22ND APRIL 1917 AGE 32


If, as I believe, yesterday's casualty was a gardener at Audleys Wood, today's was his employer's son. Both John Pardey and John Simonds are listed on the war memorial in St Leonard's Church, Cliddesden, Hampshire. Major Simonds heading the list of six men as befits his rank and social position rather than alphabetic order.
Simonds was a professional soldier. Educated at Winchester, where he had been the top scholar, he went from there to the Royal Military Academy, Woolwich, after which he joined the Royal Garrison Artillery. On the outbreak of war he was in India and arrived in France with an Indian Mountain Battery in December. When the Indians were relocated to warmer climes in 1915, Simonds took a staff appointment. In April 1917 he was in charge of a siege battery when he was killed by a shell.
All this information, and that on the house, Audleys Wood, comes from a website recently compiled by a member of the family. By chance, the website also provides the source of the inscription. As the initials indicate, the words were written by Simonds himself, not in a letter but in a poem.
After his death, his family privately published a collection of his poetry. This can be read on the above website where it has been uploaded as a flipping book. Most poems appear to have been written before the war, during his postings to Malta and the Far East. One was definitely written during the war: 'In Memoriam - W.H. Johnston VC, Killed in Action 7-vi-15'. The poem begins:

Very tall beside his grave the Flemish poplars grow,
Bearing the heart to Heaven, that rests in peace below,
The shrieking shell his requiem, the guns his funeral hymn,
A fitting harmony of death for us, whose eyes are dim.
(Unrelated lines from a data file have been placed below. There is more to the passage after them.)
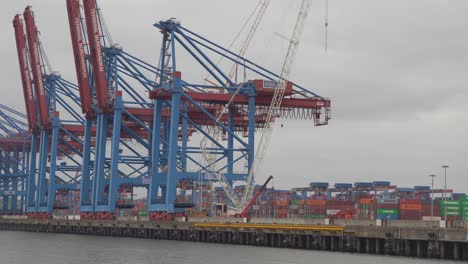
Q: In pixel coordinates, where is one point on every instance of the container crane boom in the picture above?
(97, 57)
(215, 132)
(78, 43)
(25, 72)
(266, 132)
(36, 67)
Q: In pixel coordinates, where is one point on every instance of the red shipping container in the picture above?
(387, 206)
(410, 215)
(410, 201)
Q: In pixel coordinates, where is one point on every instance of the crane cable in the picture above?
(266, 132)
(326, 25)
(208, 158)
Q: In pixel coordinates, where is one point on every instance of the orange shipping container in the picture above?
(316, 202)
(366, 201)
(410, 207)
(282, 202)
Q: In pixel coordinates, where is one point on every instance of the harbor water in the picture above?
(39, 248)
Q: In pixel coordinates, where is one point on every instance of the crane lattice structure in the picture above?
(124, 139)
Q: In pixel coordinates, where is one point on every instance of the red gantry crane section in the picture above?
(97, 58)
(25, 72)
(35, 59)
(78, 43)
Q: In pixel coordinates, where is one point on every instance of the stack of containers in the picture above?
(282, 203)
(365, 208)
(315, 208)
(336, 206)
(450, 209)
(464, 208)
(410, 209)
(387, 209)
(294, 208)
(427, 207)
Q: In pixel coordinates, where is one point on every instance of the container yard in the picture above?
(130, 147)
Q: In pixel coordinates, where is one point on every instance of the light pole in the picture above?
(432, 194)
(445, 190)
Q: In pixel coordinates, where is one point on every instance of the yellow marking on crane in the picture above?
(272, 226)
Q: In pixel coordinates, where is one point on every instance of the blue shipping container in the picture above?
(363, 184)
(343, 185)
(381, 183)
(387, 217)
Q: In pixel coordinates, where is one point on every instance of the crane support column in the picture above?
(172, 174)
(53, 163)
(114, 179)
(155, 180)
(99, 161)
(31, 182)
(42, 169)
(85, 190)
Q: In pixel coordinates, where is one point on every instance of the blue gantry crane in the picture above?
(143, 125)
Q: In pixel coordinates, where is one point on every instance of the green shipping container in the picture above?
(451, 213)
(314, 216)
(143, 213)
(387, 211)
(449, 203)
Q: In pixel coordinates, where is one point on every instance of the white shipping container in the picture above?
(431, 218)
(332, 212)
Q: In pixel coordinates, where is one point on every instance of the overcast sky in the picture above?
(395, 70)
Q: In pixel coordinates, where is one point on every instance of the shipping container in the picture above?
(388, 216)
(387, 211)
(343, 185)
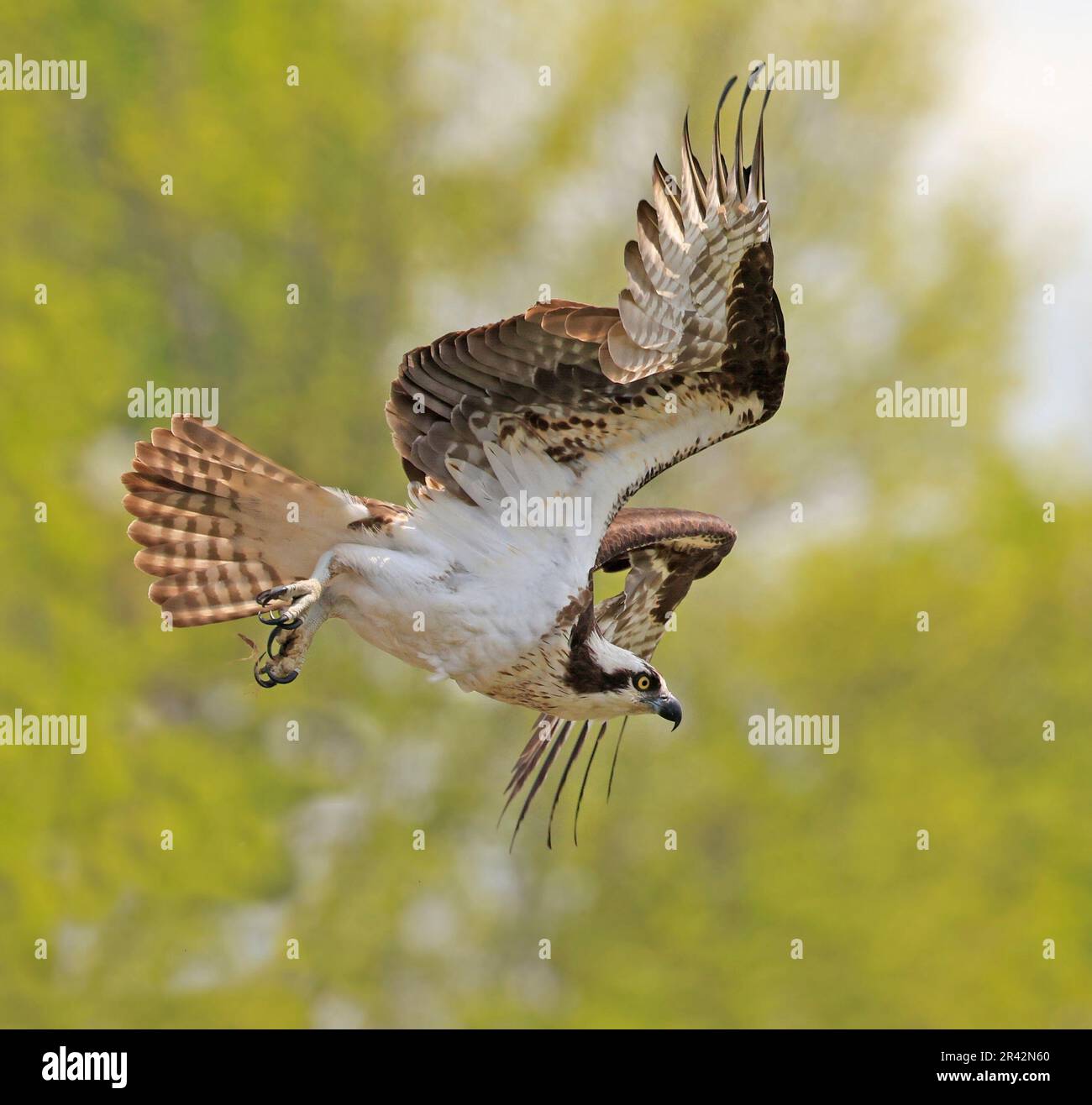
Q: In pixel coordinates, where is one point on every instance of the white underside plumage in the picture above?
(457, 593)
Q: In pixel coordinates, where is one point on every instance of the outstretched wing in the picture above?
(214, 521)
(693, 353)
(664, 551)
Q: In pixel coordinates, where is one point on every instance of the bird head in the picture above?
(612, 682)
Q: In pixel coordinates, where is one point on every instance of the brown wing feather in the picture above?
(570, 380)
(213, 516)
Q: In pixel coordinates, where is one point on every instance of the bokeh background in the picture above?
(526, 186)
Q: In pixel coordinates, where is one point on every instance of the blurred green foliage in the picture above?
(526, 186)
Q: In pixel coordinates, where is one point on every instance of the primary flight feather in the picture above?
(523, 440)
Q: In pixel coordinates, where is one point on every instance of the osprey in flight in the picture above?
(523, 441)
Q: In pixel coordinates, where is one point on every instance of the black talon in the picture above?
(273, 593)
(272, 679)
(274, 639)
(259, 672)
(276, 618)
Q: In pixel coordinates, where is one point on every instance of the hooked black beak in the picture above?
(669, 707)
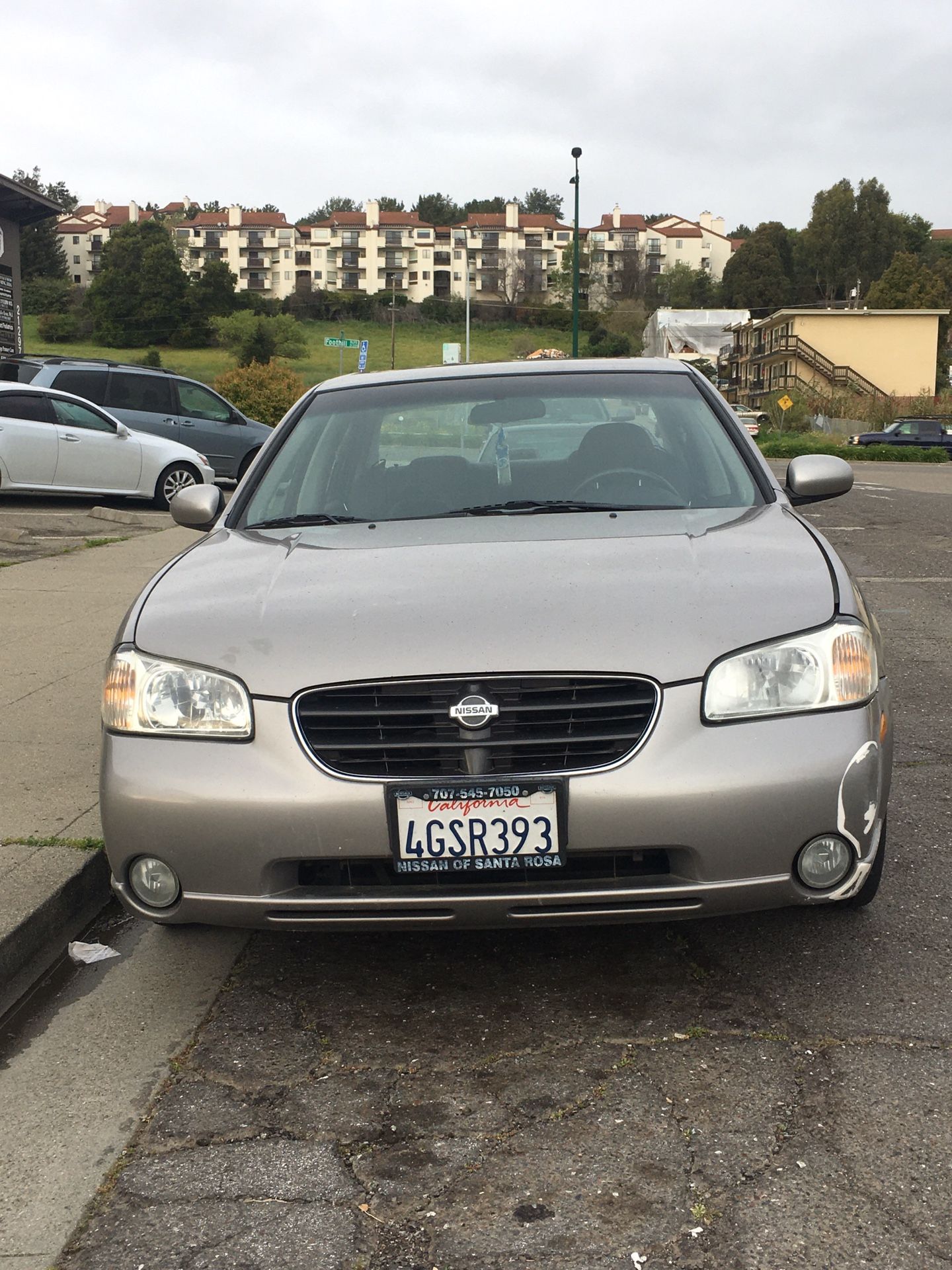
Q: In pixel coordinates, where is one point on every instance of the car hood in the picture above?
(659, 593)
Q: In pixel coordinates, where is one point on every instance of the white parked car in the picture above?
(55, 441)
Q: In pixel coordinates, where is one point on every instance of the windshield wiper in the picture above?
(280, 523)
(534, 507)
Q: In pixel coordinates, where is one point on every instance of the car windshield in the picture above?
(502, 444)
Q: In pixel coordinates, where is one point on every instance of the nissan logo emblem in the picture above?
(474, 712)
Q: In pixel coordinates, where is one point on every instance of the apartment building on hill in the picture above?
(507, 255)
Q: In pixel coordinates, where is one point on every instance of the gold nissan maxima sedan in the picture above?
(499, 646)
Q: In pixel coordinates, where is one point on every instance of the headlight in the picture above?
(818, 671)
(147, 695)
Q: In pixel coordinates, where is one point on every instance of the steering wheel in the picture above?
(625, 472)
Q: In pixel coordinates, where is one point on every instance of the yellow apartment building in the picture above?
(881, 352)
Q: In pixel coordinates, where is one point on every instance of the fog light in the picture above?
(824, 861)
(154, 882)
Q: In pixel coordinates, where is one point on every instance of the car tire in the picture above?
(867, 892)
(175, 478)
(247, 462)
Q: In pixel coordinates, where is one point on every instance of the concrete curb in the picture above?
(59, 911)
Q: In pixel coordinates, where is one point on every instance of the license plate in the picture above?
(494, 828)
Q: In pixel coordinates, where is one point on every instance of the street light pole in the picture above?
(576, 154)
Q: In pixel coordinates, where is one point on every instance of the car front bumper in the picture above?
(731, 806)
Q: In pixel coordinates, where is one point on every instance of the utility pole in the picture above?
(576, 154)
(393, 320)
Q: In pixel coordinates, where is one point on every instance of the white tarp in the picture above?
(684, 332)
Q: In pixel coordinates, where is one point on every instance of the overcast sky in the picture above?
(740, 108)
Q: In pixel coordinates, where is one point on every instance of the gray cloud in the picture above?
(746, 110)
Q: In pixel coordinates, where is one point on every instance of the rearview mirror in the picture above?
(811, 478)
(508, 411)
(197, 507)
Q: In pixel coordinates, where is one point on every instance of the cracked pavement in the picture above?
(760, 1093)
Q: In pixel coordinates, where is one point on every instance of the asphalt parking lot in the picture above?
(763, 1091)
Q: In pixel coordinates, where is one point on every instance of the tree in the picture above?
(262, 392)
(539, 202)
(41, 247)
(829, 240)
(438, 210)
(485, 205)
(211, 294)
(914, 233)
(758, 275)
(140, 296)
(324, 212)
(254, 338)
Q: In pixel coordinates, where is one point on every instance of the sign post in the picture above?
(785, 403)
(340, 345)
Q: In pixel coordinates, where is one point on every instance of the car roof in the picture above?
(97, 364)
(483, 370)
(13, 386)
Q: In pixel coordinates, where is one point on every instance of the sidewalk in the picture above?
(60, 616)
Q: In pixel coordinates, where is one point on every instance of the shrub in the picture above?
(59, 328)
(48, 295)
(255, 338)
(263, 390)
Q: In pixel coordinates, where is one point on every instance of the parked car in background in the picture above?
(153, 400)
(399, 686)
(923, 433)
(750, 418)
(54, 441)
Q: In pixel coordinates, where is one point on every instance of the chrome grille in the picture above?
(401, 728)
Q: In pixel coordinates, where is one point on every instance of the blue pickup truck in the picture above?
(923, 433)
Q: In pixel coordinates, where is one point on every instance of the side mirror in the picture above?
(197, 507)
(811, 478)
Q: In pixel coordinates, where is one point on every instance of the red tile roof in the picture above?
(627, 222)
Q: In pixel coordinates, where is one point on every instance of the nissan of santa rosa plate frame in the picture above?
(491, 646)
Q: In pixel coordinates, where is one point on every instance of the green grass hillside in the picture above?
(416, 345)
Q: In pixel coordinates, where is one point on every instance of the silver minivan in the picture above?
(153, 400)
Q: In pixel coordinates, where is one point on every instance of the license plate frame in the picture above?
(474, 792)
There's an echo here of the opening lines of John McCrae's 'In Flanders Fields':

In Flanders Fields the poppies blow
Between the crosses row on row
That mark our dead, and in the sky
The larks still bravely singing fly
Scarce heard amid the guns below.

And also of some of the imagery in Owen's 'Anthem for Doomed Youth':

What passing-bells for these who die as cattle?
- Only the monstrous anger of the guns.
Only the stuttering rifles' rapid rattle
Can patter out their hasty orisons.
No mockeries now for them; no prayers or bells;
Nor any voice of mourning save the choirs, -
The shrill demented choirs of wailing shells;
And bugles calling for them from sad shires.

Simonds could have known McCrae's poem, which was published in December 1915. However, it was only in August 1917 that Owen showed Siegfried Sassoon his as yet unpublished poem and Simonds was already dead.

Simonds' own epitaph comes from another of his poems, which appears not to have been included in the collection but was printed on a separate sheet of paper. It has no title. The reference to the opening line of Rupert Brooke's 'The Soldier' is totally intentional. Brooke wrote:

If I should die, think only this of me;
That there's some corner of a foreign field
That is forever England ...

Simonds' poem opens:

If I should die, be very full of pride
That I have died for England ...

and continues (I have written out the whole poem here as it is not easy to find other than on the linked website):

... shed no tears
Because unhallowed ground enshrines my bones.
Think of me rather in some orchard plot
At peace with God, where some tall poplar tree
Uplifts my soul to Heaven - my weary soul
That looks for ever star-wards, nor avails.
For France is hallowed by your English dead
Where blaze the poppies like a scarlet wound,
Sprung from the blood of heroes: yesteryear
They led their little lives in shop and mart,
Thinking no evil and content to live
At peace with all around, but this year
The poppy springs above their grave: a wound
Which they have died to salve. Be very proud,
To number me among the deathless dead.
Along the trench the cornflower shimmers blue*
Like eyes bestarred with tears: so long ago
We wore its bloom in pride of victory,
Where called the deep Cathedral chimes to prayer.
Oh the grey walls and warm red-tiled roofs,
The Itchen's purling stream and velvet meads,
Where we have played together - never more
To lie beneath the trees and drink the sun.

* The cornflower is Winchester's flower because it was said to be the favourite flower of the founder, William of Wykeham.